OFF SCREEN: You held several different roles while you were at that camp. Would you like to talk about those?

JAMES: Well, I think the first job was working in the company's store, which was at the end of our barracks.

It was a small area about, maybe, ten feet wide, then the width of the barracks.

All the merchandise that they wanted to buy was in there like shaving cream and all this.

Incidentally—I'll jump back again—but when I was assistant education advisor, we had a class, and my assignment was to teach these guys to read.

Well, I was nineteen, maybe, and I didn't have a book. All I had was a piece of chalk and a blackboard.

So I tried my best to teach these guys to read, but they just kind of, they quit coming to class. They didn't want to learn to read.

So I was down in the bath house one day—I think I was shaving—and they had a long counter.

The guy next to me said—he started to brush his teeth and he said, "Damn. This stuff you sold me is lousy toothpaste." I said, "Let me see it." And I looked at it and it was Colgate shaving cream in a tube. And I realized then that this guy couldn't read.

He bought that at the store. I had given him shaving cream instead of toothpaste.

But then on to the jobs. The first job, which seemed real nice, was running this company store, after I'd been working out in the park for a couple, three months.

They looked through your records and said, "Let's get this guy in here. We ought to be able to use him. He's been to college." So I worked in the company store.

And that lasted quite a while. I had to open it up in the evening about when the guys all came in from work.

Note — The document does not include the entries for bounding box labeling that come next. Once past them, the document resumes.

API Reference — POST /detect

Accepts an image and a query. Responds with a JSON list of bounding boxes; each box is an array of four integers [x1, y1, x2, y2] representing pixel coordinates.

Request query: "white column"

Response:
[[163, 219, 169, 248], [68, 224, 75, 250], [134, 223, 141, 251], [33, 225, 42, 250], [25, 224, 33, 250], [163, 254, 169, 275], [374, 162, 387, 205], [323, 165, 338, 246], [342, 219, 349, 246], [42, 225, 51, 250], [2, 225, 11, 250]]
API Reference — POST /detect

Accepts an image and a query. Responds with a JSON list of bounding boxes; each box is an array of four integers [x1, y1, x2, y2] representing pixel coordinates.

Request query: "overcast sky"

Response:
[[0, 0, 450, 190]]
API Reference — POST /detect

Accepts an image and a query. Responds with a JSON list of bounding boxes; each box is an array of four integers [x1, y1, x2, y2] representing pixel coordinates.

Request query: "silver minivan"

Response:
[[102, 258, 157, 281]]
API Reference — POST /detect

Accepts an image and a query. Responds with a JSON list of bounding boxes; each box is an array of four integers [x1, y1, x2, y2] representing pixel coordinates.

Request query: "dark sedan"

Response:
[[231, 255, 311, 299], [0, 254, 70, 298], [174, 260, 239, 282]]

They'd shower and then come down to the store in the recreation building. And I ran this thing for a while.

I couldn't check up. I kept coming up short. Cigarettes then were—I think they were twenty cents a carton, something like that.

And I was short all the time, and my officer who was in charge of me would come in with friends and sit around and drink cold drinks.

I thought maybe that's where it goes. But he decided he didn't want me in there any more because I couldn't check up at the end of the month.

So I went back out to the road to handle a shovel again, just digging dirt and moving rocks.